Beside the fact that we — and I mean here the whole crew of a dozen early employees — were all indispensable (and all above average!), Louis, Jane, John, Barbara and I were all unemployable by any real magazine. We had frittered our youth away living abroad, doing interesting things, doing anything in fact but holding down a real career. And now we were no longer young. Wired was the only place that would hire us, so we hired ourselves. Another commonality was the curious fact that the first 5 editors at Wired had all started their own magazine before (Mark had started Boing Boing, a paper magazine). We all had a firm grasp of the immense will, confidence, perseverance, and luck it took to begin something versus maintain an ongoing enterprise.

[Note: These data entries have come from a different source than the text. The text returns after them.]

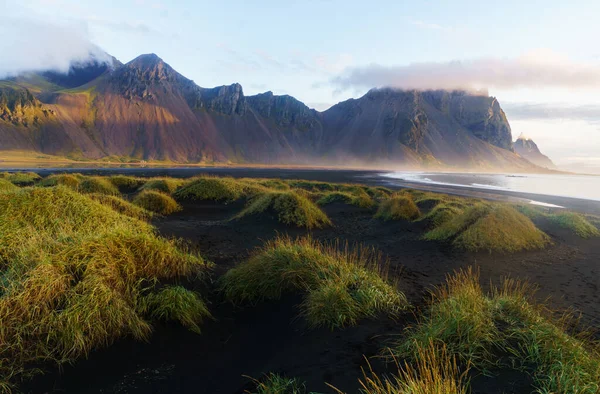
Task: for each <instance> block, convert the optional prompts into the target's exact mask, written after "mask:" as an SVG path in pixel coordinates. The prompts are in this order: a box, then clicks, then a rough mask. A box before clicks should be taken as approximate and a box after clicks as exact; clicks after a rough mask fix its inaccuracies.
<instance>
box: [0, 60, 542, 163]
mask: <svg viewBox="0 0 600 394" xmlns="http://www.w3.org/2000/svg"><path fill="white" fill-rule="evenodd" d="M84 68H85V67H84ZM44 75H45V76H44ZM44 75H37V76H30V77H28V79H27V80H22V82H21V83H20V86H21V87H19V81H17V82H14V83H13V84H12V85H13V86H17V87H18V88H19V89H24V88H23V86H33V85H35V91H29V90H26V89H25V90H22V91H21V93H19V94H20V95H21V96H22V97H21V96H19V98H18V99H14V98H12V96H11V99H10V100H9V99H8V96H7V98H6V99H4V101H5V102H6V103H5V104H4V107H5V108H7V109H8V110H6V109H5V113H6V114H8V115H4V117H5V118H6V119H4V120H3V118H2V117H0V150H2V149H32V150H37V151H42V152H45V153H52V154H65V155H66V154H68V155H70V156H76V157H87V158H101V157H106V156H118V157H122V158H132V159H144V160H172V161H178V162H200V161H202V162H213V161H216V162H237V163H248V162H253V163H272V164H274V163H300V164H302V163H303V164H308V163H310V164H350V163H352V164H370V165H423V164H434V165H450V166H475V167H477V168H481V167H485V168H493V167H503V166H505V167H507V166H508V167H513V168H514V167H519V168H524V167H527V166H531V164H530V163H529V162H527V161H526V160H524V159H523V158H521V157H520V156H518V155H515V154H514V152H513V151H512V142H511V135H510V126H509V125H508V122H507V120H506V117H505V115H504V112H503V111H502V109H501V108H500V105H499V104H498V102H497V100H496V99H494V98H491V97H487V96H482V95H470V94H467V93H465V92H444V91H433V92H418V91H398V90H392V89H374V90H371V91H370V92H368V93H367V94H366V95H365V96H363V97H361V98H358V99H351V100H347V101H345V102H342V103H339V104H337V105H335V106H333V107H331V108H330V109H329V110H327V111H325V112H317V111H315V110H314V109H310V108H308V107H307V106H306V105H304V104H303V103H302V102H300V101H298V100H296V99H295V98H293V97H290V96H276V95H274V94H273V93H272V92H267V93H263V94H258V95H255V96H248V97H247V96H245V95H244V92H243V89H242V86H241V85H239V84H233V85H229V86H220V87H216V88H203V87H200V86H198V85H196V84H195V83H194V82H193V81H192V80H190V79H187V78H186V77H184V76H183V75H181V74H179V73H178V72H177V71H175V70H174V69H173V68H172V67H171V66H169V65H168V64H167V63H165V62H164V61H163V60H162V59H160V58H159V57H158V56H156V55H154V54H149V55H142V56H139V57H138V58H136V59H134V60H132V61H131V62H129V63H127V64H124V65H121V64H120V63H118V62H113V65H112V66H111V67H106V68H103V66H99V65H98V64H92V65H90V67H89V69H73V70H72V72H70V73H69V74H68V75H66V76H64V78H63V77H57V76H52V75H49V74H44ZM90 78H92V79H91V80H89V79H90ZM83 81H85V83H84V84H83V85H81V86H77V87H75V88H72V89H69V90H65V87H67V86H72V85H73V84H79V83H81V82H83ZM0 86H3V85H0ZM0 97H1V96H0ZM9 101H10V103H9ZM23 108H34V109H35V111H37V112H36V114H37V115H36V116H37V118H35V117H29V118H27V117H23V115H18V116H17V117H15V115H14V114H15V113H22V112H23ZM9 111H10V113H9ZM25 112H27V111H25ZM0 114H2V112H0ZM40 114H44V115H43V116H45V117H41V116H40ZM9 117H10V118H9ZM35 119H37V120H35ZM40 119H41V121H40ZM24 120H25V121H24ZM36 121H37V122H38V123H39V125H38V126H36V132H35V133H30V134H27V133H22V132H20V131H19V132H17V133H16V132H15V130H17V129H18V128H19V127H20V126H19V127H18V126H17V125H15V122H16V123H19V124H24V123H27V125H29V124H32V123H35V122H36ZM11 122H12V123H11ZM21 128H23V127H21Z"/></svg>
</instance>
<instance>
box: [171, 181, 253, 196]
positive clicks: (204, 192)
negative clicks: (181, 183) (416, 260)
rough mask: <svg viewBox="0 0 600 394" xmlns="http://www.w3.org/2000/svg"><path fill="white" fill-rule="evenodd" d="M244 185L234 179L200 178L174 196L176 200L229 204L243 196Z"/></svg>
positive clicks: (176, 193) (244, 189)
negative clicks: (211, 200)
mask: <svg viewBox="0 0 600 394" xmlns="http://www.w3.org/2000/svg"><path fill="white" fill-rule="evenodd" d="M245 188H246V186H245V184H244V183H243V182H240V181H238V180H236V179H234V178H216V177H201V178H199V179H196V180H195V181H192V182H190V183H188V184H187V185H185V186H183V187H182V188H180V189H179V190H177V191H176V192H175V194H174V197H175V198H176V199H177V200H180V201H181V200H212V201H225V202H231V201H236V200H239V199H240V198H242V197H244V195H245Z"/></svg>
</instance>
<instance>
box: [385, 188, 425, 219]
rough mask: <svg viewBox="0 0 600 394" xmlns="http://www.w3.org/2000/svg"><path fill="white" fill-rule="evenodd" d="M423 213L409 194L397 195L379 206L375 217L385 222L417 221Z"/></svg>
mask: <svg viewBox="0 0 600 394" xmlns="http://www.w3.org/2000/svg"><path fill="white" fill-rule="evenodd" d="M419 216H421V211H419V208H418V207H417V205H416V204H415V202H414V201H413V199H412V197H411V196H410V195H409V194H406V193H402V194H395V195H392V196H391V197H390V198H388V199H386V200H384V201H382V202H381V204H380V205H379V209H378V210H377V213H376V214H375V217H376V218H378V219H383V220H415V219H418V218H419Z"/></svg>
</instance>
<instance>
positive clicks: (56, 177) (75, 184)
mask: <svg viewBox="0 0 600 394" xmlns="http://www.w3.org/2000/svg"><path fill="white" fill-rule="evenodd" d="M82 179H83V177H82V176H77V175H76V174H54V175H50V176H47V177H46V178H44V179H42V180H41V181H40V182H39V185H40V186H45V187H52V186H58V185H62V186H66V187H68V188H70V189H73V190H77V189H78V188H79V184H80V183H81V180H82Z"/></svg>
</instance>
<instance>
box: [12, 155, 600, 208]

I should say something about luck. I was not interested in working for Wired when I first heard of the idea. Magazines are like restaurants; 99% of them fail to make it beyond year 2. I changed my mind when I saw the prototype. It had the exactly right combination of technology and people, produced by driven maniacs and quirky misfits with shrewd business sense, and it was coming out at exactly the right time. But I was a realist. I expected Wired to survive, but not to be wildly successful as a business. I even made a bet to that effect with the CFO. I bet him a meal in Barcelona, I’d never see any real money from the magazine. I am happy to say I lost that bet.

Other magazines aimed for the same sweet spot as Wired but none got the mix right. In fact I had been editing similar stuff to Wired in a different magazine (Whole Earth) with a very small audience. All of a sudden with Wired I am interviewing the same people, presenting the same ideas and issues, but now I’m doing it at the center of attention. I wasn’t doing anything different. While there was gobs of hard work, and a touch of genius here and there, the simple fact is that Wired was lucky. If Wired had not arrived when it did, another group of unlikely folks would have eventually created something similar. The world needed Wired, and we were lucky enough to provide it with an unexpected version with the right mix, at the right time, in the right package.

This luck has colored my view about other mega success stories. I have met the creators of many  high-profile companies founded in the last 20 years. They are smart, sometimes brilliant, always hard working, but they do not differ substantially from the other hard-working brilliant people who work for them or companies that are not mega-successful.  In short, they were lucky.

No matter what people say about the origins of their success, unless they admit to a large element of luck, I think they are not being honest. But since you can’t produce luck on demand — by definition it comes randomly — you can only dedicate your life to being smart, helpful to others and working hard. You need to be all those plus lucky.

I was lucky to be onboard when Wired lucked out.